No lo recuerdo con exactitud, pero debía de ser abril de 2010 cuando me invitaron a la Universidad de Cornell a participar en un ciclo de conferencias sobre nuevas narrativas. Como es sabido, en esa universidad, entre los años 1948 y 1959, dio clase de literatura Nabokov -de literatura y de muchas más cosas, pues la docencia del buen maestro no se termina en el aula-. Por supuesto que yo hubiera hecho de todos modos el viaje a ese campus, situado muy al norte del Estado de Nueva York, en la ciudad de Ithaca, pero que Nabokov hubiera escrito allí algunas de sus grandes páginas era un incentivo. Una vez llegado e instalado, el ciclo de conferencias estaba desarrollándose según los vientos previstos hasta que el tercer día, alguien de la organización, nos dijo si queríamos ir a ver el despacho de Nabokov: “Lo conservamos tal como él lo dejó, sus libros, su máquina de escribir, su cenicero, sus mariposas disecadas, todo en su antigua posición”.

Tras forcejear un buen rato con la cerradura, la organizadora abrió la puerta con una llave de color cobre; era la original, de 1948, dijo, y avanzó y ocho mitómanos avanzamos tras ella. Comenzó a señalar toda clase de áreas del despacho: la mesa de roble, en sus bordes pintarrajeada, las torres de libros, óleos de escenas de campo sin figuras humanas que dieran una escala a lo representado, un bote lleno de estilográficas, todas de color negro, el respaldo de la silla, de cuero y decolorado por la espalda del maestro, y un etcétera que no recuerdo, hasta me abstraje y, adicto como soy a las periferias de las cosas, pensé: “¿Y qué veía Nabokov desde la ventana?”. Avancé entonces hasta el cristal, separé unos centímetros la cortina, lo justo para que la luz natural no atrajera la atención del grupo. Observé los jardines y senderos del campus, calculadamente descuidados, y los diferentes edificios que lo conforman, pero en especial una ventana de la fachada ubicada justo enfrente.

"Me pregunté si Nabokov habría divisado alguna vez la cabeza de Bethe, asomado a la ventana también en una pausa"

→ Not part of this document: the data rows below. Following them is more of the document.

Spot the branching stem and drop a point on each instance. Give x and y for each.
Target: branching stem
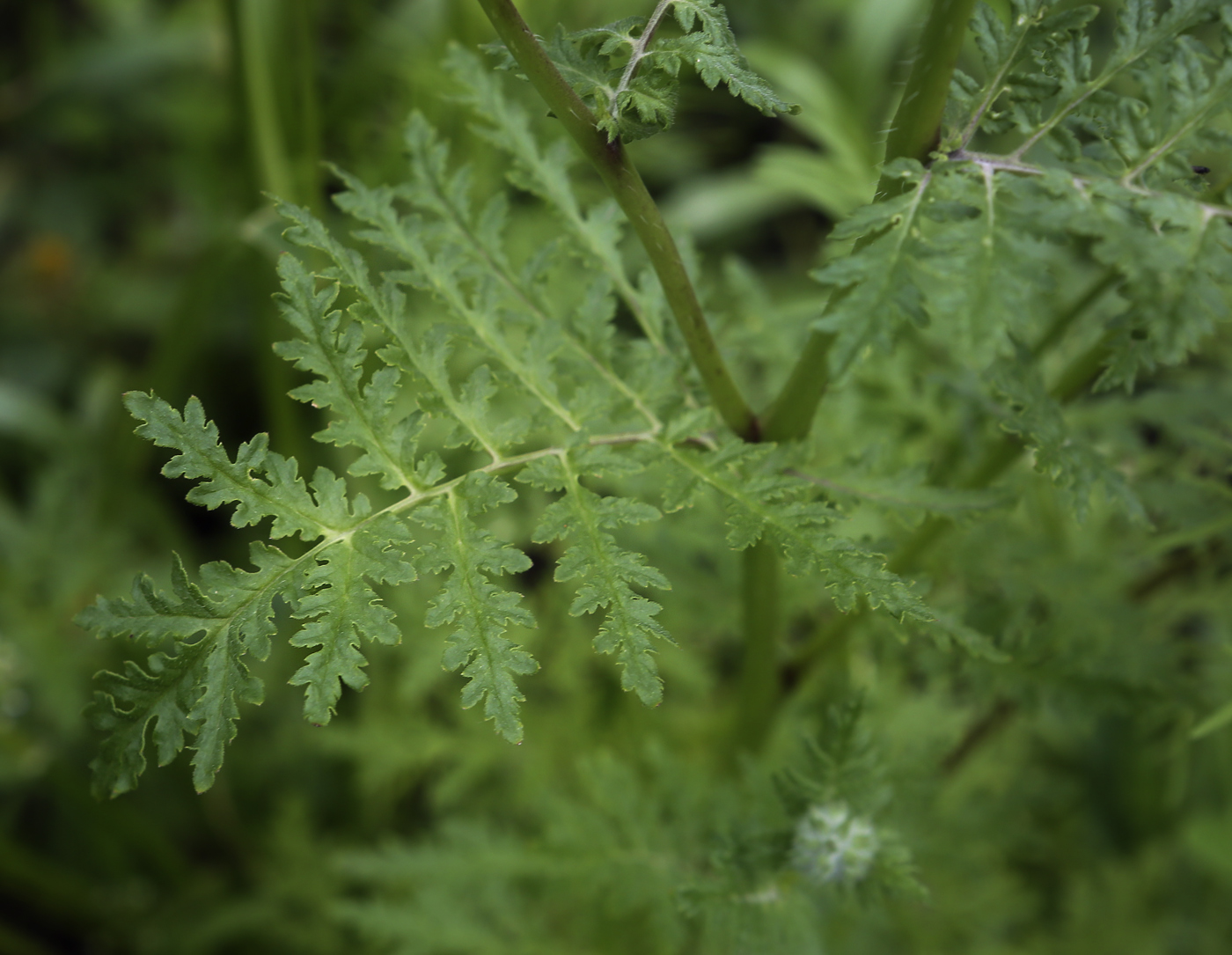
(913, 133)
(615, 166)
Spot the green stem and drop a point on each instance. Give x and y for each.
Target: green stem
(256, 25)
(917, 127)
(759, 672)
(268, 145)
(914, 133)
(616, 169)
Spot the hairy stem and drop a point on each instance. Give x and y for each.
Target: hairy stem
(624, 181)
(913, 133)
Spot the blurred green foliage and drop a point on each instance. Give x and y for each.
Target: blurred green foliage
(1052, 807)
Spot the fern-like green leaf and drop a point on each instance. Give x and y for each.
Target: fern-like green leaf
(482, 612)
(607, 572)
(193, 687)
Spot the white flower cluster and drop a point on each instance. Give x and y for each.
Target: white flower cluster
(833, 846)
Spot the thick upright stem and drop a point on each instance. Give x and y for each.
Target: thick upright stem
(913, 133)
(618, 172)
(760, 626)
(917, 127)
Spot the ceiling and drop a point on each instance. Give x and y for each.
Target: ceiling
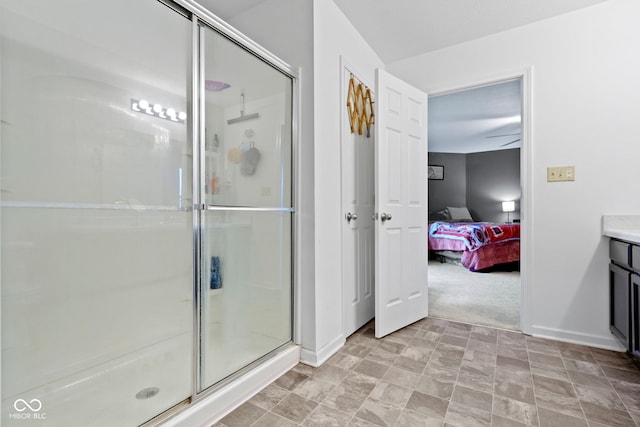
(461, 122)
(486, 118)
(398, 29)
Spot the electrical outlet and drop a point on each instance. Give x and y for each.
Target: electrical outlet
(561, 173)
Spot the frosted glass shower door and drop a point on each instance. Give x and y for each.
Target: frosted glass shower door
(246, 278)
(95, 209)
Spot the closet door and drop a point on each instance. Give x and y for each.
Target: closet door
(245, 194)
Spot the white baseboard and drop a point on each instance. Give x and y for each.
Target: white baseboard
(607, 342)
(317, 358)
(211, 409)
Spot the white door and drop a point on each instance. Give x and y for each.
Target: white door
(401, 204)
(357, 223)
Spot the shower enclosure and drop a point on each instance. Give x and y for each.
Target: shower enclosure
(145, 209)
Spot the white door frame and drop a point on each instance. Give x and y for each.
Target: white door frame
(526, 157)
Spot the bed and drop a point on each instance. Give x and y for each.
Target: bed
(478, 245)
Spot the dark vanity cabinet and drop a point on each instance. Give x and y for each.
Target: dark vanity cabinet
(624, 290)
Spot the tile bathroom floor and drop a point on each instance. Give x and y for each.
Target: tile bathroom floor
(442, 373)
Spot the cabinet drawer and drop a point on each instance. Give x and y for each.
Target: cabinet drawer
(619, 252)
(620, 304)
(634, 262)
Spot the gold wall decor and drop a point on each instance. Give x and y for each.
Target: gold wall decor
(359, 106)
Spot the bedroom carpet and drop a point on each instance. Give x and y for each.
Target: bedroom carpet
(489, 299)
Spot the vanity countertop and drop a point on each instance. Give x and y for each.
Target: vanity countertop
(625, 227)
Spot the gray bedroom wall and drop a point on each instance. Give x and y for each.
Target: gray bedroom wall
(493, 177)
(452, 190)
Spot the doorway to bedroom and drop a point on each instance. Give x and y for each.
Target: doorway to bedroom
(474, 187)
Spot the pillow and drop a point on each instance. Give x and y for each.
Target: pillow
(460, 214)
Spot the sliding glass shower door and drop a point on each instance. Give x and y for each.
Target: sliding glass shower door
(245, 193)
(96, 217)
(145, 209)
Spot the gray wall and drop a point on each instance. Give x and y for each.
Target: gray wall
(452, 191)
(493, 177)
(480, 181)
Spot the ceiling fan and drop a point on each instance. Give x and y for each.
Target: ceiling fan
(505, 134)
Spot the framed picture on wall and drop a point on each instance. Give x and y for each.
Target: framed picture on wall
(435, 172)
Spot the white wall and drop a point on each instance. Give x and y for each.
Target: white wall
(585, 99)
(334, 36)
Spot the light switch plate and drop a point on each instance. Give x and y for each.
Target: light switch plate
(561, 173)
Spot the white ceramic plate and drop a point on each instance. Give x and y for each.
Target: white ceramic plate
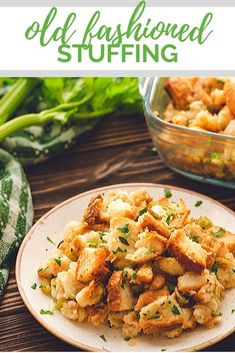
(36, 247)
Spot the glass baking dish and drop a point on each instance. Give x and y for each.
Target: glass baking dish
(200, 155)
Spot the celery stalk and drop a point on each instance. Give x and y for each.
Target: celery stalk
(14, 97)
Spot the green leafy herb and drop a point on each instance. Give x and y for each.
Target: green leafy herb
(144, 210)
(169, 218)
(46, 312)
(154, 149)
(103, 338)
(219, 233)
(93, 243)
(101, 235)
(119, 250)
(125, 229)
(123, 240)
(167, 253)
(156, 316)
(175, 310)
(171, 287)
(50, 240)
(198, 203)
(209, 141)
(58, 261)
(167, 193)
(134, 275)
(124, 277)
(195, 238)
(216, 158)
(215, 267)
(63, 99)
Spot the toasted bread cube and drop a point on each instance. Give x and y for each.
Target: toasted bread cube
(57, 262)
(93, 215)
(164, 314)
(92, 264)
(122, 237)
(145, 273)
(131, 327)
(120, 297)
(97, 316)
(149, 245)
(120, 208)
(116, 319)
(66, 286)
(179, 91)
(149, 296)
(89, 295)
(191, 282)
(73, 311)
(202, 287)
(140, 198)
(148, 221)
(228, 239)
(170, 265)
(190, 254)
(158, 282)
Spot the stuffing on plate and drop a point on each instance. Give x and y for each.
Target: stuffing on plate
(142, 265)
(202, 103)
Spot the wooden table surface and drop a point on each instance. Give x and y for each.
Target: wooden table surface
(117, 151)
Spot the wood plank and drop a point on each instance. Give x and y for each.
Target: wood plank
(117, 151)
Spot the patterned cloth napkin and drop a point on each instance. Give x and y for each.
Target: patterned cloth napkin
(16, 211)
(29, 146)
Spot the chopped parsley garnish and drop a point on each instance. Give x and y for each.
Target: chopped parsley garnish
(156, 316)
(93, 243)
(216, 157)
(124, 276)
(103, 338)
(195, 238)
(209, 141)
(46, 312)
(219, 314)
(198, 203)
(125, 229)
(123, 240)
(169, 218)
(50, 240)
(134, 275)
(171, 287)
(175, 310)
(144, 210)
(215, 267)
(167, 193)
(119, 250)
(167, 253)
(58, 261)
(218, 233)
(154, 149)
(101, 235)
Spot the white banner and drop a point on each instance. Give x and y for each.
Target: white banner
(126, 39)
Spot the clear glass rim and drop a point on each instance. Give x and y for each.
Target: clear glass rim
(172, 127)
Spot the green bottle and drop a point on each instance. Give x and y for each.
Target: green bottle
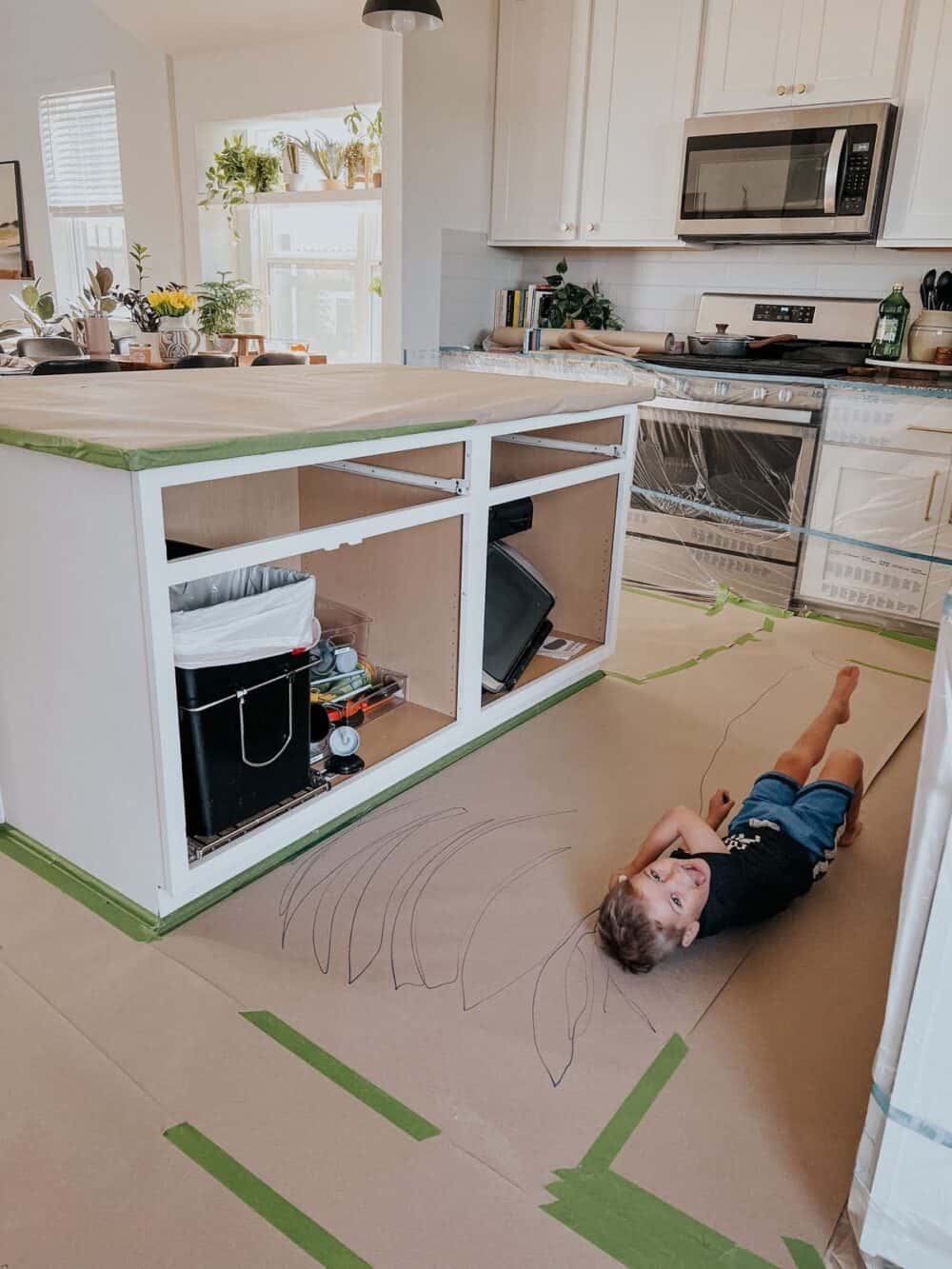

Días atrás, paseando con una profesora de literatura por uno de los caminos del campus, ella se había detenido para decir: “Como sé que eres físico, esto te gustará. ¿Ves esa ventana del cuatro piso? -señaló con el dedo-. Es la del despacho de Hans Bethe, fue profesor aquí desde 1935 hasta su muerte en 2005”. Dirigí la vista hacia la ventana, una mezcla de emoción e inexplicable nostalgia me atravesó. Hans Bethe, exiliado en Estados Unidos por causa del nazismo, fue uno de los más brillan00tes físicos del siglo XX; sus contribuciones al área nuclear y de partículas, así como al estudio de los mecanismos de combustión de las estrellas, le condujeron a obtener el Nobel en 1967.

Fue esa ventana del despacho de Bethe la que, días más tarde, y separadas por apenas cincuenta metros de césped, senderos y pequeños árboles, divisé desde la ventana del despacho de Nabokov; a mi espalda, la organizadora continuaba desgranando detalles del escritor; creo que estaba ya en la fase de las coloridas mariposas. Pensé entonces cuántas veces Nabokov, en un descanso de trabajo, se habría levantado de su escritorio, habría separado la cortina y habría visto aquella ventana de enfrente sin saber que allí dentro otro cerebro también estaba en ascuas, y me pregunté si habría divisado alguna vez la cabeza de Bethe, asomado a la ventana también en una pausa, y si entonces los dos desconocidos habrían cruzado sus miradas, o si incluso habrían coincidido en el comedor de profesores, uno frente al otro, en silencio, masticando ante sendos platos de huevos con salchichas, devorando el mismísimo presente sin saber que el otro también está en ese momento cambiando -necesariamente, sin remedio- el mundo.